By Brian Tucker
(originally published in Performer magazine)
December 4, 2009 – The Soapbox – Wilmington, N.C.
On a nearly bare stage Ben Sollee sat with a cello, surrounded by two bikes parked behind him and percussionist Jordin Ellis. The image said it all about the performers, and their transportation, on a tour raising awareness for Oxfam America, an organization seeking to help end poverty. For this tour Sollee and his small crew were travelling solely by bike. Burden though it may have been, it seemed to have no effect on the evening’s performance.
“This is a great way to meet Wilmington. Thank you for letting some bike vigilantes play,” Sollee said, appreciating the crowd.
The sight of Sollee playing a cello in what is primarily in a rock club was great. But the sound, and presence, of his performance significantly held the crowd’s attention. He played the instrument in a variety of ways – strumming it tough like a guitar, or plucking, and working it sometimes as percussion. But it was his navigation between delicate, soulful singing on songs like the bittersweet “I Can’t” that harkened back to Sam Cooke and Stax-era singers to scorching vocals on “Bury Me With My Car.”

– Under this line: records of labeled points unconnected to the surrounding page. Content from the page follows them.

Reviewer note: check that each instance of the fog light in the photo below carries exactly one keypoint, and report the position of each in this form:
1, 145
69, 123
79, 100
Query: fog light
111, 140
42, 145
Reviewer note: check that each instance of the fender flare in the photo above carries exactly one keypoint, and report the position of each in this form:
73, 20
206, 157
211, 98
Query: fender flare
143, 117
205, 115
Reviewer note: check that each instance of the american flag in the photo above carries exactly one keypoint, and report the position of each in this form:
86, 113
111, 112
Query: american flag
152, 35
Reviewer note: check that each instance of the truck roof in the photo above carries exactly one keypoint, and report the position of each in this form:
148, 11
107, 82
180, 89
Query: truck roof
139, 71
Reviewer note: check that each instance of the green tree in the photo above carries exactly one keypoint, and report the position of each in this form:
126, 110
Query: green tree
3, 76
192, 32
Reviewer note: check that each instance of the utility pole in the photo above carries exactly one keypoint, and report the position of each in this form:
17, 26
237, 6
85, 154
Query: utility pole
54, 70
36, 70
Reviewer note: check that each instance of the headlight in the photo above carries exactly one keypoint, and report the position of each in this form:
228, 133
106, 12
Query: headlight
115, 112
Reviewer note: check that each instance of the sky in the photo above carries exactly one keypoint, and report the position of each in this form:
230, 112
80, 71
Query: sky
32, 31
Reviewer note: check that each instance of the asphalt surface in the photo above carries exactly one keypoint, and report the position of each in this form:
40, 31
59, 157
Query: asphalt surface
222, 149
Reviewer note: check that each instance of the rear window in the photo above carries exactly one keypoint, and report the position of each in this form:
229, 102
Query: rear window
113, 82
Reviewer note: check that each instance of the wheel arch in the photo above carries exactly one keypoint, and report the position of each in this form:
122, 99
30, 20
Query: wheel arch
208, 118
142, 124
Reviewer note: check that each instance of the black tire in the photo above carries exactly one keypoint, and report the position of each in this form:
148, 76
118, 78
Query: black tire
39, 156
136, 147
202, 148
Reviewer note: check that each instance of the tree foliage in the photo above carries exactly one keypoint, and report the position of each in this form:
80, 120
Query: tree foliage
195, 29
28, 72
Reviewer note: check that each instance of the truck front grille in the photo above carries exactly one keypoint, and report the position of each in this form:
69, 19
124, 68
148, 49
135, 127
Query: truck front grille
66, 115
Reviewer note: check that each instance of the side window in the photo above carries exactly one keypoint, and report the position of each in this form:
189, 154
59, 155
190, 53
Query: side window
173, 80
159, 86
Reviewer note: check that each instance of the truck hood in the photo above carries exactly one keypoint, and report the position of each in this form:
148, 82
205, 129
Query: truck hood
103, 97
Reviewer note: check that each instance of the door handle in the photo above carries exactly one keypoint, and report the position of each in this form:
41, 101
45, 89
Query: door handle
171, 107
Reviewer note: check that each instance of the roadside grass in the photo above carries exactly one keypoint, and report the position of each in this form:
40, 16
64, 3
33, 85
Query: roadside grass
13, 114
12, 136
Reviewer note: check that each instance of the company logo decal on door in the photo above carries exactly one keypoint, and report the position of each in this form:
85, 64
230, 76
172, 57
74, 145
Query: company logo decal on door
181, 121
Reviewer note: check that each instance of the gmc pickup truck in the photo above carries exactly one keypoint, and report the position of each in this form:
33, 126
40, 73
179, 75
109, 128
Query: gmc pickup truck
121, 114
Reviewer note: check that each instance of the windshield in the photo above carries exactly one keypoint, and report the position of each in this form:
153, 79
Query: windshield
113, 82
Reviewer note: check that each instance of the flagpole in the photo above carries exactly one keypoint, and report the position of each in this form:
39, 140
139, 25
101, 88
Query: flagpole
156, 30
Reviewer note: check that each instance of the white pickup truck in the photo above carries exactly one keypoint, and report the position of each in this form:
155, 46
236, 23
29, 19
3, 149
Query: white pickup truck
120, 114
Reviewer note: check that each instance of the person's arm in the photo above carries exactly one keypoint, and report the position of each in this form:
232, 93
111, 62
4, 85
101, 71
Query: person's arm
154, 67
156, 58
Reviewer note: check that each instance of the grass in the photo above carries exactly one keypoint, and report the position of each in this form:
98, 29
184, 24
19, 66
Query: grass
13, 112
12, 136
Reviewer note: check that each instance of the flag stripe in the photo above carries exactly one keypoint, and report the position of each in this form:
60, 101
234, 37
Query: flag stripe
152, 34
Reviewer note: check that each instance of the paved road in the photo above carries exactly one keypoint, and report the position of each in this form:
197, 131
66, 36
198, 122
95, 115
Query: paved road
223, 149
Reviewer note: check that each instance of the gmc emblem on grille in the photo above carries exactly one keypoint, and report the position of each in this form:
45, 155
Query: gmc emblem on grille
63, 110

Jordin created percussion by sitting and hunching over a box made from thick pieces of wood, mic’d from the inside as he hand-patted rhythms against it and tapping his awkwardly placed foot. Jordin’s presence was equally felt on “It’s Not Impossible” another song that got people up for an impromptu waltz.
Sollee held attention either in astonishment or reverence as songs resonated throughout the night, whether by sweet singing or diversions to dissimilar genres like a cover Jay Z’s “99 Problems” or a request for Cat Stevens’ “Wild World” which became a magnet for ladies flocking to the dance floor.